This appendix describes how Oracle Text calculates scoring for word queries, which is different from the way it calculates scores for ABOUT queries in English. Scoring is obtained using the SCORE operator.

This appendix contains these topics:

See Also:

"DEFINESCORE" and "DEFINEMERGE" for information about user-defined scoring

F.1 Scoring Algorithm for Word Queries

To calculate a relevance score for a returned document in a word query, Oracle Text uses an inverse frequency algorithm based on Salton's formula.

Inverse frequency scoring assumes that frequently occurring terms in a document set are noise terms, and so these terms are scored lower. For a document to score high, the query term must occur frequently in the document but infrequently in the document set as a whole.

The following table illustrates Oracle Text's inverse frequency scoring. The first column shows the number of documents in the document set, and the second column shows the number of terms in the document necessary to score 100.

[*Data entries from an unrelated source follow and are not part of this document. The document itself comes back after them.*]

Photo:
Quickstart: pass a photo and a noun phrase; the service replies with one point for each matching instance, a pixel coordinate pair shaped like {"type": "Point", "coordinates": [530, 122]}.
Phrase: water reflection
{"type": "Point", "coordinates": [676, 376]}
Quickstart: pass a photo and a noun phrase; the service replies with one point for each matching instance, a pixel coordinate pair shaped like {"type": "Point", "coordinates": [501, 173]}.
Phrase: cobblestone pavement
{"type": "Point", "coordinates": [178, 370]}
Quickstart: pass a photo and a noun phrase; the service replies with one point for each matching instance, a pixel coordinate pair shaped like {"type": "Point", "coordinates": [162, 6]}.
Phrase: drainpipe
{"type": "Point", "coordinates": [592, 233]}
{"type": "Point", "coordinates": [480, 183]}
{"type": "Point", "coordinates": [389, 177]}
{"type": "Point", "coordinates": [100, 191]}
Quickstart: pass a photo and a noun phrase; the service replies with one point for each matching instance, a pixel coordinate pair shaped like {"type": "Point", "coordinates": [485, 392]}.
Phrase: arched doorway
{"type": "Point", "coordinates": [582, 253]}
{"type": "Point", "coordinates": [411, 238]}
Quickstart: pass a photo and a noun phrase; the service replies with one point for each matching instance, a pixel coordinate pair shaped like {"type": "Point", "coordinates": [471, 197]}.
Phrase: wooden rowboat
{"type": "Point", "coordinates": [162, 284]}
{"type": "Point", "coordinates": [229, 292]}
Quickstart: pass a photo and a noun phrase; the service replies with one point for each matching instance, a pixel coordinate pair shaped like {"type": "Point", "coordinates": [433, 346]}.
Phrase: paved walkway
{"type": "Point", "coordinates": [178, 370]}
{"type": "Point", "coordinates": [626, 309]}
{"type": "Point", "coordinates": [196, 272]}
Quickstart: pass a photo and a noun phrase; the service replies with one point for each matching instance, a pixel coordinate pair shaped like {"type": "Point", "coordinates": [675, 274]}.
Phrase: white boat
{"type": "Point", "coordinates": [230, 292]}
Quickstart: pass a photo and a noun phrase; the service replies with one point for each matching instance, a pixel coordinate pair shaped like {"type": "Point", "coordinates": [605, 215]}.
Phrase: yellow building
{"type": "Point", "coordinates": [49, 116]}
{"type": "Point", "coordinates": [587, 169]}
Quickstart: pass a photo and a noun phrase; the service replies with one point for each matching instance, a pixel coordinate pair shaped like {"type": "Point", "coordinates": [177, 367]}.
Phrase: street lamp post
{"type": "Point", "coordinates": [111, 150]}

This table assumes that only one document in the set contains the query term.

Number of Documents in Document Set Occurrences of Term in Document Needed to Score 100
1 34
5 20
10 17
50 13
100 12
500 10
1,000 9
10,000 7
100,000 6
1,000,000 5

Note that the score varies, depending on the set size. For example, if only one document in the set contains the query term, and there are five documents in the set, then the term must occur 20 times in the document to score 100. If 1,000,000 documents are in the set, then the term can occur only 5 times in the document to score 100.

F.1.1 Word Scoring Example

You have 5000 documents dealing with chemistry in which the term chemical occurs at least once in every document. The term chemical thus occurs frequently in the document set.

You have a document that contains 5 occurrences of chemical and 5 occurrences of the term hydrogen. No other document contains the term hydrogen. The term hydrogen thus occurs infrequently in the document set.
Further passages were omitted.